At present I work with tools that involves doubling metric space, my definition of DME is:
A metric space $X$ is called doubling with constant $N$, where $N \geq 1$ is an integer, if, for each ball $B(x , r )$, every $\frac{r}{2}$-separated subset of $B(x , r )$ has at most $N$ points. A $\frac{r}{2}$-separated subset is a set of points $\{x_i\}$ such that $d(x_i,x_j) \geq \frac{r}{2}$ for $i \neq j$.
I have been studying and trying to prove some results but with the following two I haven't had much success:
- if $X$ is a metric space such that every open ball of radius $r > 0$ in $X$ can be covered by $M$ open balls of radius $\frac{r}{2}$ then $X$ is doubling with constant $M^2$.
For these I considerer a $\frac{r}{2}$ separated set in a ball $B(x,r)$ For this result try to give a set $\frac{r}{2}$ separated in the ball $B(x,r)$ and try to see its intersections with the cover that by hypothesis exists, also I had the doubt if in the statement I should have "at most M balls".
- Let $X$ be a doubling metric space with constant $N$ and let $k \geq 1$ be an integer. Then every $2^{−k} r$ -separated set in every ball $B(x , r )$ in $X$ has at most $N^k$ points.

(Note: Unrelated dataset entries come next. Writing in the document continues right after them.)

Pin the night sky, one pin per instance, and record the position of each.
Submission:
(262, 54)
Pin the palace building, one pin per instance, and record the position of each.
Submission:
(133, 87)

For this result I have tried to use the following characterization of the doubling metric spaces: If $X$ is a doubling metric space with constant $N$ then every open ball of radius $r > 0$ in $X$ can be covered by $N$ open balls of radius $r/2$
but I have not been able to conclude anything in both results any hint would be much appreciated. Also if you could recommend me books to consult the proofs of the results I would appreciate it.